This article was first published in ARGENTINE BUSINESS LAW WATCH 1 January 17, 2003
Narrowing the Bad Debt Deduction (or How to Increase Tax Collections during a Recession)
Until recently, Argentine taxpayers could deduct bad debt write-offs from their taxable income upon a showing that the debtor was insolvent. Indeed, a recent decision, by the Argentine Federal Tax Court (Tribunal Fiscal de la Nación) had upheld, over the tax authority’s objection, a taxpayer’s bad debt deduction upon "manifest" evidence of the debtor’s insolvency.2 Undaunted, the Argentine government has acted legislatively to make bad-debt deductions harder to come by. Beginning with the 2002 tax year, a bad debt is deductible only if at least one of specified criteria (e.g. filing of an unsuccessful collection claim, debtor bankruptcy) has been met.3
For smaller debts, the new tax rules apply different criteria. These debts are deductible if the following three requirements are met: (i) the debt is outstanding for more than 180 days, (ii) payment has been demanded, and (iii) there is no further commercial relationship between the debtor and the creditor. The statutory meaning of "smaller" debts has yet to be defined by the Argentine tax authority.

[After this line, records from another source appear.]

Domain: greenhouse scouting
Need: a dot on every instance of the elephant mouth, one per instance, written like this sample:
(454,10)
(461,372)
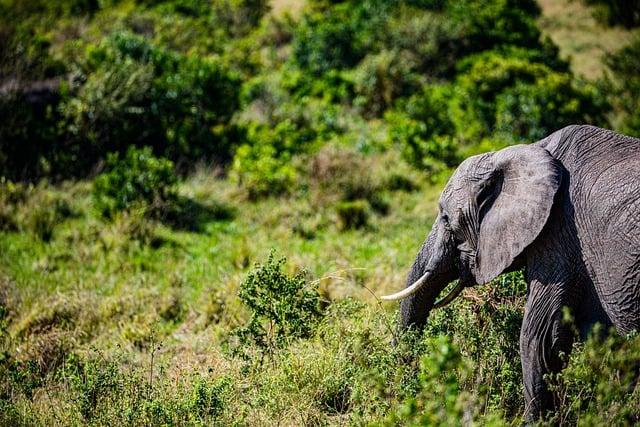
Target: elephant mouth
(418,284)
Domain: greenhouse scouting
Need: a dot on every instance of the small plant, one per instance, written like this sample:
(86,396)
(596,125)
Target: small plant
(207,397)
(353,214)
(282,307)
(138,179)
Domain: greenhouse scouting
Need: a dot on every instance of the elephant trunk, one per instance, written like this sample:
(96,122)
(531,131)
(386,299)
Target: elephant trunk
(433,269)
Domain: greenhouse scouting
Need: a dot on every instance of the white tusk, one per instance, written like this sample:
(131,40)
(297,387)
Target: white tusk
(415,287)
(450,296)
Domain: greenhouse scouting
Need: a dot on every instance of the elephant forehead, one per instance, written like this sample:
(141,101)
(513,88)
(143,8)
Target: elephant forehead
(466,178)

The new regulations make it more burdensome to qualify a bad debt write-off for deduction. The mere choice between filing a hopeless collection claim or, worse, filing a proof of claim in bankruptcy, and losing a deduction raises a practical concern. Taxpayersmay no longer take the deduction based on the debtor’s apparent insolvency. Given the record number of business failures suffered during the last year in Argentina, the elimination of deductions, in economic terms, is likely to be considerable.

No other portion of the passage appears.